JEWISH HERITAGE

Preserving Jewish culture

Czechia is a country with a very rich spiritual tradition. The Jewish tradition and culture has also played a significant part in its development. The heritage of the Jewish faith can be found all over the country.

The two most exceptional Jewish monuments in Czechia are situated in Prague and Plzeň (Pilsen). The oldest synagogue in Central Europe is the Old New Synagogue in Prague, while the third-largest synagogue in the world, the Great Synagogue, can be visited in Pilsen.

The word ‘ghetto’ was originally used for the Venetian Ghetto in Venice, Italy, as early as 1516, to describe the part of the city where Jews were restricted to live and thus segregated from other people. In Czechia the most frequent form of a ghetto was an aisle with a row of houses or cottages. Whole quarters with a network of streets and a synagogue or a house of prayer were only preserved in towns with larger Jewish communities, such as Dolní Kounice and Luže. 

The largest preserved ghettos are in Mikulov, Boskovice, Terezín and Třebíč, the last of which is listed by UNESCO. The former prison camp and memorial site of Terezín is also a national place of remembrance of the horrors of the Holocaust during the second World War. 

Old new synagogue Prague - © Øyvind Holmstad
Mikulov synagogue - © Jaroslav Klenovský
Terezín memorial site - © Frank Neels
Spanish synagogue Prague - Libor Sváček

Essential visits

Jewish heritage in Czechia - © Visit Czech Republic

Unique European heritage

With its crooked streets paved with river cobblestones, small squares and  low, linked houses, Třebíč is home to the only completely preserved Jewish town in Europe.

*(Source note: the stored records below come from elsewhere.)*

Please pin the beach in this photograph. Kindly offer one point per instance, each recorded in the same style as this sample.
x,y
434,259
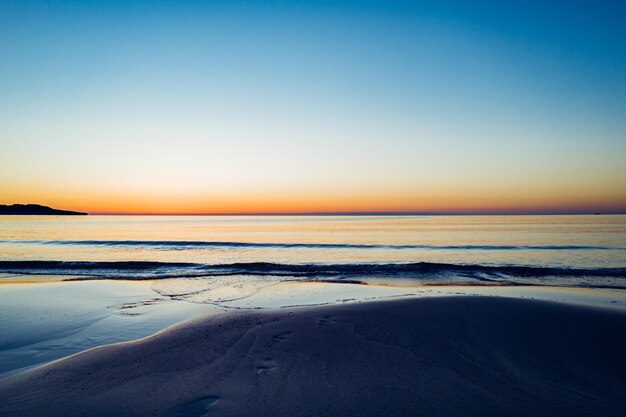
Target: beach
x,y
312,316
423,356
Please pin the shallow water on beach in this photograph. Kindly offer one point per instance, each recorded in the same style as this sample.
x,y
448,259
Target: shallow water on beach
x,y
570,250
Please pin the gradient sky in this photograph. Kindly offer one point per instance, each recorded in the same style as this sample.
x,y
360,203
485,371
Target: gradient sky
x,y
244,106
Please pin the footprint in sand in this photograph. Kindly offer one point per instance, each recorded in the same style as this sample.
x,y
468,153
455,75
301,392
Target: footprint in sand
x,y
264,365
280,337
198,408
325,320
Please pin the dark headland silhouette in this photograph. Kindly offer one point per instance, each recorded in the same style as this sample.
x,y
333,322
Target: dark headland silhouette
x,y
35,209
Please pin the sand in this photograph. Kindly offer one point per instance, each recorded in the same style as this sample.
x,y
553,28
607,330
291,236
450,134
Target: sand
x,y
454,356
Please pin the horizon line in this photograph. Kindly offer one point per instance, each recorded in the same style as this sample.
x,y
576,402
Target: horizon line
x,y
373,213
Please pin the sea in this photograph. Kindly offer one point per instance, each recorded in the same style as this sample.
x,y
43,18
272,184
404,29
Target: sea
x,y
560,250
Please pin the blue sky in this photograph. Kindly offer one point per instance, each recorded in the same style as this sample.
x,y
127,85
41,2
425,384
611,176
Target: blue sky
x,y
423,105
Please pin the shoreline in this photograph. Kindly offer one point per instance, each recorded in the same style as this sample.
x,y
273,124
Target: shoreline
x,y
472,355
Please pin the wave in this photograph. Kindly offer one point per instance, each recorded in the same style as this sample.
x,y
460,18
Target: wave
x,y
416,270
167,244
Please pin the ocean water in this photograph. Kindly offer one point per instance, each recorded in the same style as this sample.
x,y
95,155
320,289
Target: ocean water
x,y
587,251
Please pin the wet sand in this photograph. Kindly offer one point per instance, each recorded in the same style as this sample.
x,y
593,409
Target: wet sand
x,y
463,356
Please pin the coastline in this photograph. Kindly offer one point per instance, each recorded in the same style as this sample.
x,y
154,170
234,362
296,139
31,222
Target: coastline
x,y
471,355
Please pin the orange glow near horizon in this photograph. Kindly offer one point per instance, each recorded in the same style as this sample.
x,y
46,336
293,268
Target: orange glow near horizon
x,y
329,201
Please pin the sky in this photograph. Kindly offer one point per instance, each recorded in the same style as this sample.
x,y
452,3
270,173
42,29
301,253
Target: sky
x,y
313,106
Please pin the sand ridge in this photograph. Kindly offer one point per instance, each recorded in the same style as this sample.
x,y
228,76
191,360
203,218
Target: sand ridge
x,y
461,356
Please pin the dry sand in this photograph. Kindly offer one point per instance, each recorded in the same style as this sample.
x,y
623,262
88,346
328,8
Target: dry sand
x,y
457,356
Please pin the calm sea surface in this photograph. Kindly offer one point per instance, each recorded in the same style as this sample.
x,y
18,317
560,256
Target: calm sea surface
x,y
567,250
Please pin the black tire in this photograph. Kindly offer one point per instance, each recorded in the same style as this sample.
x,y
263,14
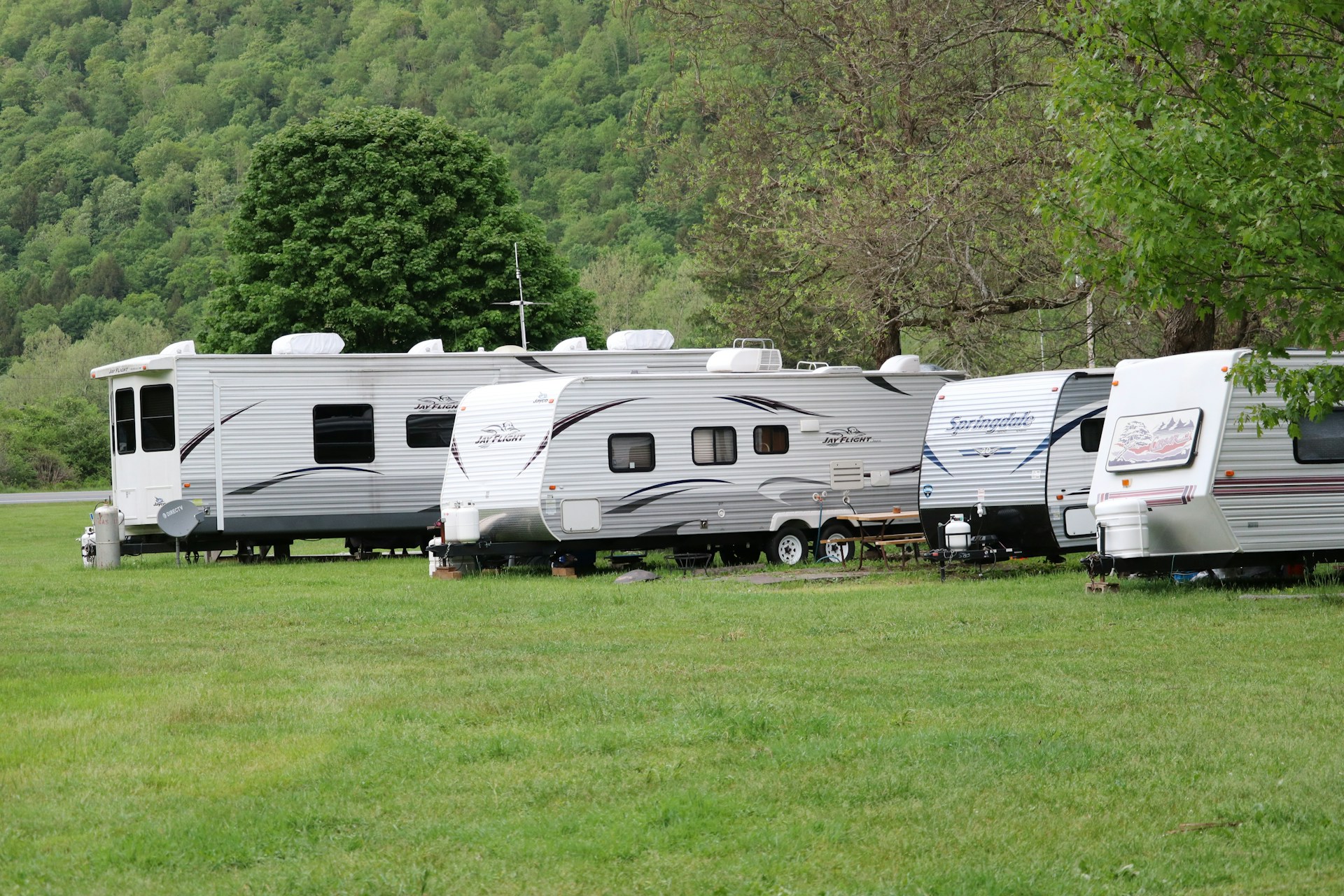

Thanks to this miniature town and also the St. Procopius Basilica, Třebíč was listed as UNESCO cultural heritage in 2003. 

The miniature town is still known as the Jewish quarter today. A lot of the old buildings, such as the school, the rabbinate, the hospital and the synagogue are still standing. Although their use has changed, many of them are open to the public in tours of the Jewish Town, also thanks to the 2.5 km educational route

The end of July and the beginning of August provide a great opportunity to visit the town during the Shamayim Jewish Culture Festival. In July, there is also the Revived Jewish Town Festival

At the Jewish cemetery, you will find over 3.000 tombstones, along with memorials to the victims of WWI and WWII. 

Did you know?

Almost all Jewish communities had a school, often just a small room. Larger ghettos assigned a building or a part of the synagogue for the school. There is a permanent exhibition in Úštěk dedicated to Jewish education.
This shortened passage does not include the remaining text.